La pensée intellectuelle est régressive par prédilection. Elle cherche toujours en arrière d’elle-même les conditions de son présent selon ce que Bergson appelle « le mouvement rétrograde du vrai ». L’intelligence est donc involutive. Elle se retourne derrière elle pour se justifier tout en pensant dans le présent les justifications qu’elle projette dans le passé. Mais ce mouvement jusqu’où peut-il se déployer ? Jusqu’à l’origine radicale ? jusqu’au commencement absolu ? A l’énigme de l’acte inaugural, de l’arché ou de l’incipit ?

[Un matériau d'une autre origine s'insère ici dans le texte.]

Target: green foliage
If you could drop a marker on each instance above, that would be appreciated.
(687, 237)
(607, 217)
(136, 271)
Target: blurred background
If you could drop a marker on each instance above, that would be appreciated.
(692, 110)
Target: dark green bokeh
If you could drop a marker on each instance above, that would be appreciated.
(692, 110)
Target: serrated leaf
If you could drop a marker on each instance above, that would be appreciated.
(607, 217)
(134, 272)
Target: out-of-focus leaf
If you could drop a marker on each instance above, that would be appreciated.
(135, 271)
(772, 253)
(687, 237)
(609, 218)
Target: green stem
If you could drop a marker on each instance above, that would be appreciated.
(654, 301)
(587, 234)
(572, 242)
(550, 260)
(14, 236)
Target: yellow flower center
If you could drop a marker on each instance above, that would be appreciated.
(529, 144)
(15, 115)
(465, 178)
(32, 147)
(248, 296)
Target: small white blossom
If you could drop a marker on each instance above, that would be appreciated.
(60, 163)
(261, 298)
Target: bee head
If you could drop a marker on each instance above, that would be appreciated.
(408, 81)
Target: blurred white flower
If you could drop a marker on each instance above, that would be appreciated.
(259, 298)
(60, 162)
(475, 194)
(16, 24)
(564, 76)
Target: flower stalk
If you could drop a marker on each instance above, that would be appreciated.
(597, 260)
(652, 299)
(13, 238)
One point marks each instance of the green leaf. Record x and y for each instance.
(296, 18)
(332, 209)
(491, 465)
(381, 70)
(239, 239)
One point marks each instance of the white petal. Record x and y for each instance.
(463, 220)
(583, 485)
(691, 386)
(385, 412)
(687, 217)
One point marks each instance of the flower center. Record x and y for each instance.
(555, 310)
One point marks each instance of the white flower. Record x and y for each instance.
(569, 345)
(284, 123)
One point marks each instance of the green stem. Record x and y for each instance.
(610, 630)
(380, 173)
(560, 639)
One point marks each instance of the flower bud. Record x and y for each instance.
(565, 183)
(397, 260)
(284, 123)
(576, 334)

La philosophie a, de tout temps, été obsédée par la recherche du commencement chronologique de son déploiement et du fondement logique de sa vérité. L’acte philosophique est, à sa manière, une origine, une renaissance, une itération : mais ce n’est plus l’être qui commence, c’est le sujet. C’est alors un commencement réflexif, un commencement qui apparaît en bout de course, à l’issue d’un itinéraire comme dans le célèbre passage de la préface aux Principes de la philosophie du droit, de Hegel, où la chouette de Minerve ne prend son vol qu’au crépuscule. « La philosophie vient toujours trop tard. En tant que pensée du monde, elle apparaît seulement lorsque la réalité a accompli et terminé son processus de formation… Lorsque la philosophie peint sa grisaille dans la grisaille, une manifestation de la vie achève de vieillir. On ne peut pas la rajeunir avec du gris sur du gris, mais seulement la connaître. Ce n’est qu’au début du crépuscule que la chouette de minerve prend son vol ». La recherche d’un commencement, pour nous pauvres humains, est, hélas, toujours trop tardive. Tout a déjà, toujours-déjà, commencé.